Increasingly, business leaders are realising that their long-term success relies on the skills of their workforce. Without the right skills available, organisations cannot work effectively, they cannot expand their products and services or develop new innovations.

It’s something that has become more evident in the information age because digital and data literacy is now in high demand. Unfortunately, that demand has led to a significant (and growing) skills gap.

Two thirds of employers expected to face some kind of skills shortage in 2018, with Brexit predicted to worsen this shortfall. Those that do have skills that are in-demand, often command lucrative pay and benefit packages from a wealth of potential employers.

A solution to the skills gap

One solution for employers is to recruit and train from within. Encouraging employees with the right ambitions and basic skills to take up more advanced training such as programming and data science. However, a critical step in achieving this is to find those employees in the first place.

Suffering from blind spots

Many organisations suffer from blind spots when it comes to the skills in their workforce. This is partly due to disparate HR systems and a lack of consolidated employee data.

The increase in side gigs and passion projects hasn’t helped either. Many employees won’t proactively tell their employer that they’re doing a course in Mandarin or have learnt the intricacies of eCommerce in their spare time.

HR needs to take the lead

The onus is on HR leaders to actively engage with their employees to learn about their long-term ambitions and relevant skills. Then to store, update and use that information if-and-when the time arises.

Pulling all the required information together into one system and breaking down the silos that exist between different HR tech is another step. Yet, ironically, it can be scuppered by a lack of employees with the skills to do this.

The challenges of the future of work

Of course, that becomes more difficult when you consider the many changes coming in the future. It’s difficult to know exactly what hard skills we’ll need in a few years because the work environment is going to be so different.

Automation is expected to lead to job losses in some industries, blockchain will change our reports and transactions, and artificial intelligence (AI) may cause entirely new jobs (like AI ethicists) to be created. In fact, 85% of the jobs that today’s students are expected to be working in by 2030 haven’t even been invented yet.

Softer skills may be in-demand

Indeed, in the automation era, it’s expected that the softer and more human skills will be in-demand. Because AI and machine learning will take over routine tasks such as data cleansing or filling in a spreadsheet.
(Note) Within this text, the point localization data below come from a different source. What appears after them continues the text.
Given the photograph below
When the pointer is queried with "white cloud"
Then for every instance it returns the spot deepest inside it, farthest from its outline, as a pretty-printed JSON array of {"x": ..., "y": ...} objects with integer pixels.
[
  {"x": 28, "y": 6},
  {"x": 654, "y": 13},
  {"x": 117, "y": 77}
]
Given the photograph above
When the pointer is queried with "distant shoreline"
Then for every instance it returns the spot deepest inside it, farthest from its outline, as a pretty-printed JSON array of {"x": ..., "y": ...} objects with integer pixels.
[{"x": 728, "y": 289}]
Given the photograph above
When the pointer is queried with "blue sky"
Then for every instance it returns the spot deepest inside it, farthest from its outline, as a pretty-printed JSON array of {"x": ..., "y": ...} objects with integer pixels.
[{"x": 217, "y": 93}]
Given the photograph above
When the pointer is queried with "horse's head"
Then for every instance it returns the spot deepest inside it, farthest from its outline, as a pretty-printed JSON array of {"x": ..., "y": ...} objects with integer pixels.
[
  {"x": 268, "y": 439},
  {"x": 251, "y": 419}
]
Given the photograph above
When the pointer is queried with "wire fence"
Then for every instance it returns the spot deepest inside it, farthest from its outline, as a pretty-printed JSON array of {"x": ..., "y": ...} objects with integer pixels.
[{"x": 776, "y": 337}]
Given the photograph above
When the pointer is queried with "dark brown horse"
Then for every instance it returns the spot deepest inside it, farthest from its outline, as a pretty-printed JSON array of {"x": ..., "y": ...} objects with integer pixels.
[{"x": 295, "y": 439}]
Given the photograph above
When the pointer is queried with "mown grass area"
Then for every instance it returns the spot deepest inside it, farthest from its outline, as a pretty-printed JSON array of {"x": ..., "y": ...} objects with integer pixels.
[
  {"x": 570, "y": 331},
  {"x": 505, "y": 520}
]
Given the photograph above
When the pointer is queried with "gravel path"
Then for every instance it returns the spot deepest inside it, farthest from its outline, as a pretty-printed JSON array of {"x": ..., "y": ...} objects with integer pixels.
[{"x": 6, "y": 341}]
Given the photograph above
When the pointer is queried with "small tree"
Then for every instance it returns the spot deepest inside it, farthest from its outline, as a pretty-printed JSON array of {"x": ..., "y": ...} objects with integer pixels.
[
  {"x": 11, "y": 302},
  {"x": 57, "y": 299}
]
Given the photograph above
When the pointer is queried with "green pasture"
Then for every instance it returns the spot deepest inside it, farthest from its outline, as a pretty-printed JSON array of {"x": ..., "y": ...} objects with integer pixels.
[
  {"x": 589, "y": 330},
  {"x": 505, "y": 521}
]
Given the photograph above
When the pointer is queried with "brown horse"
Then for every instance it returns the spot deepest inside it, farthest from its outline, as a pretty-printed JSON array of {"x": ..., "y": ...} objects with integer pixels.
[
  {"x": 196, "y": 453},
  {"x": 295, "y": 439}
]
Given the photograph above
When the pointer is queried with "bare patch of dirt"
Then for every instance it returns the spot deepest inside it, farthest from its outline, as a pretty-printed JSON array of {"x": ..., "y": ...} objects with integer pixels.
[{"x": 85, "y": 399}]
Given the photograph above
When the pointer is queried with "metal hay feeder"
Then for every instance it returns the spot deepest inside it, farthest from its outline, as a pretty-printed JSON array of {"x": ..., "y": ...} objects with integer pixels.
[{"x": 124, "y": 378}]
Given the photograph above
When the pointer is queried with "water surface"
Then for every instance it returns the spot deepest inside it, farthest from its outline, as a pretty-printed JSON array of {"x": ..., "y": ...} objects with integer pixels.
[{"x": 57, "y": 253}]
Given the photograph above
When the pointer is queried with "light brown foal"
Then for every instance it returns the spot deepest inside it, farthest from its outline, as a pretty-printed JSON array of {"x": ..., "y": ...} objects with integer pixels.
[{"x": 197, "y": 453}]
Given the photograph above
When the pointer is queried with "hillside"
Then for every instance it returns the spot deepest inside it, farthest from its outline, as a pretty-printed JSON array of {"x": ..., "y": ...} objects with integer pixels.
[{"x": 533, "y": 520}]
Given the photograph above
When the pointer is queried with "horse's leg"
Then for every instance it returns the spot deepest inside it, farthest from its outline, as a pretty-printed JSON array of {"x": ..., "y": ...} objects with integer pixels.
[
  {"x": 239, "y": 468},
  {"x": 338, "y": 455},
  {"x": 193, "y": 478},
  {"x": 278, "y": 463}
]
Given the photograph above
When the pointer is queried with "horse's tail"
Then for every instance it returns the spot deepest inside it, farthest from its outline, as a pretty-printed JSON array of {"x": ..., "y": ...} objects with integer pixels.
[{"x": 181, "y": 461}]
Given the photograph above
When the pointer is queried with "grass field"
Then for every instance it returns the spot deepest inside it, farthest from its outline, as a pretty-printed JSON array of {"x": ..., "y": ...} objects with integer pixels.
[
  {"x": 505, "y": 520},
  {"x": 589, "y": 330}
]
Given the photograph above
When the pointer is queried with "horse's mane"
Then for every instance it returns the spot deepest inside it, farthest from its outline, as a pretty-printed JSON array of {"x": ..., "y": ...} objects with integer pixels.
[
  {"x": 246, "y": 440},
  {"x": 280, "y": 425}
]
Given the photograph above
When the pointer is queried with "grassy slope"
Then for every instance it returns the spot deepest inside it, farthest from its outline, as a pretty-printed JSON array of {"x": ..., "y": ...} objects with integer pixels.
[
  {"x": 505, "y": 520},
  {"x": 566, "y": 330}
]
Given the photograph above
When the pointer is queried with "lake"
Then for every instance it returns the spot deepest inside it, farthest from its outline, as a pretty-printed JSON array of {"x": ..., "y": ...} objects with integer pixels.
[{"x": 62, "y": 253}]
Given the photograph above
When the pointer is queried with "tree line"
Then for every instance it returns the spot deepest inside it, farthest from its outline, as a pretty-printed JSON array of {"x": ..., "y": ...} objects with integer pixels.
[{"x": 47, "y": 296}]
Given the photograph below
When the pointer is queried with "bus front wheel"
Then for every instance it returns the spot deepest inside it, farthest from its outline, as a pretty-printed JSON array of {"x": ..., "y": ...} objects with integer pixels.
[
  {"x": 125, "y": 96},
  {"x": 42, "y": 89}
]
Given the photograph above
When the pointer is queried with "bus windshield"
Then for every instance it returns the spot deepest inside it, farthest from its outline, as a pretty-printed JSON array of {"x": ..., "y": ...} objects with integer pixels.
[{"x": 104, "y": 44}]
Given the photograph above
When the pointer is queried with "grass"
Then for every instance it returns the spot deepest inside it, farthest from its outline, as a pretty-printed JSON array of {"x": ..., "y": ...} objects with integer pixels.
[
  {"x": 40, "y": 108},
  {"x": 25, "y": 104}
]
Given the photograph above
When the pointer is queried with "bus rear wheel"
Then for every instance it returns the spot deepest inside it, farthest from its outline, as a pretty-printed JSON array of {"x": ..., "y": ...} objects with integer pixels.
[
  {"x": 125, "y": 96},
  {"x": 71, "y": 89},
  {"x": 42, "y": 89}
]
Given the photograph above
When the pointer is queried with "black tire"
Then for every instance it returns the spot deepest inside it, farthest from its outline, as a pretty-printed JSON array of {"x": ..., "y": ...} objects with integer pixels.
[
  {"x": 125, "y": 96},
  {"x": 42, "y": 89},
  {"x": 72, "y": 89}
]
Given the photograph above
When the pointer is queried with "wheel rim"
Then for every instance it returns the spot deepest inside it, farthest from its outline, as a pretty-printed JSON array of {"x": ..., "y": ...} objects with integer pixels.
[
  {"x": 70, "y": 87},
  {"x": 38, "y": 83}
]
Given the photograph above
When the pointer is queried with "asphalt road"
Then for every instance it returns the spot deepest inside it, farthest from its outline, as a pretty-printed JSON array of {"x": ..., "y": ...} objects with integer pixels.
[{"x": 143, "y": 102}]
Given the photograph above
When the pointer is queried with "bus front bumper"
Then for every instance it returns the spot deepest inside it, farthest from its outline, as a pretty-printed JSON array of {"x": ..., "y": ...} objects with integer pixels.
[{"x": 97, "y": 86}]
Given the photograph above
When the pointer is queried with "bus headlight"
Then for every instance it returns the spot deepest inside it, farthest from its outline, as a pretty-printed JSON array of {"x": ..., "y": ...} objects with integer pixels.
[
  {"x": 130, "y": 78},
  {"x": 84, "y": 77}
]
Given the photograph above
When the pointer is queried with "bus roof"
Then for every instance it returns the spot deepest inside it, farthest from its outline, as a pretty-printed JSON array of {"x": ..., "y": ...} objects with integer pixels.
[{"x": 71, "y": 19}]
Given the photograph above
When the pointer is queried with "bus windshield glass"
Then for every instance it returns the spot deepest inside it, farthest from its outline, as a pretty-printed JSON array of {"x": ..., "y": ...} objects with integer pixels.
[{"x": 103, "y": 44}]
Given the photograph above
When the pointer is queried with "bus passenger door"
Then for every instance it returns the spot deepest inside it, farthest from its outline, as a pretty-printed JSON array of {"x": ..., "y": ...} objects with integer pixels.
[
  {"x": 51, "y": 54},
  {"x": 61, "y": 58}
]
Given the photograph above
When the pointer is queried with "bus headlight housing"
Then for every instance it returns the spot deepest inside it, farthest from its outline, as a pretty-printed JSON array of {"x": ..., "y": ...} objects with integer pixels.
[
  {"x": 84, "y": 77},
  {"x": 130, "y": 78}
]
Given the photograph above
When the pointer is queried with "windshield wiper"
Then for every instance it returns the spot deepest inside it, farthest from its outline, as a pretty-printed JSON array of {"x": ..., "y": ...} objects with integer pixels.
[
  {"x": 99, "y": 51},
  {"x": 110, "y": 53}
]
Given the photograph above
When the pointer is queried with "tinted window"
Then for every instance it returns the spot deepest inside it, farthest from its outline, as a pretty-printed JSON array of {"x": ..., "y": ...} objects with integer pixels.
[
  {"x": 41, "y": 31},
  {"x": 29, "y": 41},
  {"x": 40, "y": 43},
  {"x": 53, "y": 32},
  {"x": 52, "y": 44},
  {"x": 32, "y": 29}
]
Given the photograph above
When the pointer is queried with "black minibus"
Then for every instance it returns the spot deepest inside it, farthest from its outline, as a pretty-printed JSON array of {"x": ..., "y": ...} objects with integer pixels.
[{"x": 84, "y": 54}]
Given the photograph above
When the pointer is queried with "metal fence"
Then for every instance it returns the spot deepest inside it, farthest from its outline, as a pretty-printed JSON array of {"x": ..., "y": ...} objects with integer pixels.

PwC's Alastair Woods explains: “What we are hearing from our clients is that future success will rely on tapping into those rarer human skills, like judgement, empathy and innovation as automation takes the more tactical, process driven jobs away. It will be harder to find these rarer skills in the future.”

Soft skills are hard to track

But therein lies a problem for HR leaders. Softer skills are harder to test for and to quantify. They are often a footnote in many CVs and not something that employees will actively identify and discuss in performance reviews. It’s also tougher to develop them. You can send someone on a course to learn to use PowerPoint but you can’t necessarily teach them empathy.

They are also qualities that aren’t traditionally captured by HR systems. In other words, it’s another skills blind spot. For businesses to cultivate and encourage these soft skills in employees, they need to put them in the system. Soft skills need to appear in candidate screening, in annual reviews, and any HR technology systems used to track employee skills.

A failure to store adequate skills data

That said, some businesses fail to store and track employee skills at all. Which poses a problem. Work is becoming more project-based, which means that permanent employees may not always be the workers who do the work.

Freelancing is on the rise, as is the gig economy (especially the white collar one) and that means a team may now comprise of several permanent and non-permanent workers. To place the right people in the right teams, up-to-date skills data is vital.

To prepare for the future, you need to know the present

Since businesses have some responsibility to prepare their workforces for the challenges of the future, they need to have a baseline understanding of the current skills available. That way, they can predict what skills are likely to be needed.

Woods advises: “The first task will be to understand the existing skills you have in your current workforce, at a deeper level than many currently do. So whether it is a housebuilder, bank or retailer, being able to identify and plan for the gaps by using data analytics in recruitment, global deployment and focussed development, will be critical.”

A significant change

But it will require a significant change for some organisations that are reliant on legacy technology and outdated learning models. Time is fast running out for organisations to prepare their workforce (and themselves) for the coming decades.

Begin the work now

HR leaders need to begin the work now, by identifying where the blind spots are in their organisation. Failing to find your blind spots will leave your workforce weakened in the long-term and less resilient to the many changes ahead.

By understanding the current skills gaps in your workforce will help you train and prepare people for automation, AI and anything else the future of work may hold.